A corrida pela inteligência artificial faz mineradores de Bitcoin abandonarem o posto de proxy do ativo

A corrida pela inteligência artificial faz mineradores de Bitcoin abandonarem o posto de proxy do ativo

O desempenho das ações dos mineradores de Bitcoin está se descolando rapidamente do preço da criptomoeda. Entre 17 e 21 de agosto, o Bitcoin registrou uma forte alta de 21,5%. No entanto, seis das sete maiores empresas de mineração listadas nos Estados Unidos fecharam o mesmo período de negociação no vermelho.
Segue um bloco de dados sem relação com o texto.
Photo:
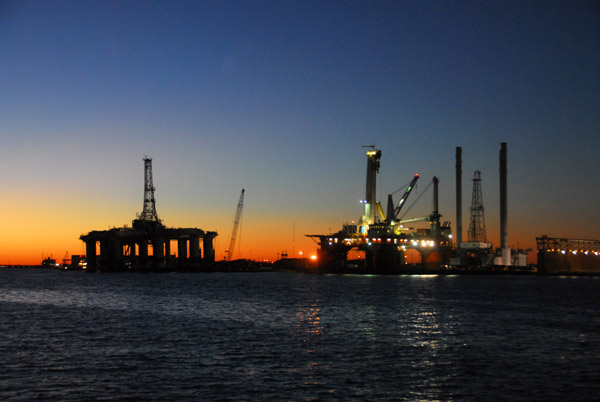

Essa separação de valores marca uma mudança estrutural no setor financeiro. Anteriormente, as ações dessas empresas funcionavam como apostas alavancadas diretas no próprio BTC. Hoje, os mineradores de Bitcoin estão adaptando sua infraestrutura robusta para abrigar operações de inteligência artificial (IA) e computação de alto desempenho.

O índice de tecnologia QQQ caiu 2,3% nessas mesmas sessões, evidenciando que as empresas de mineração agora acompanham o mercado de tecnologia tradicional. A mesma infraestrutura de energia elétrica, terrenos e conexões de rede pode suportar máquinas ASIC de mineração ou clusters de processamento gráfico (GPUs) para IA.

O impacto da IA nos mineradores de Bitcoin

A energia se tornou o recurso mais escasso e disputado por ambas as indústrias. Uma empresa de mineração com acesso garantido à rede elétrica prefere alugar sua capacidade para gigantes da tecnologia, trocando a receita instável da criptomoeda por contratos de longo prazo e alta previsibilidade.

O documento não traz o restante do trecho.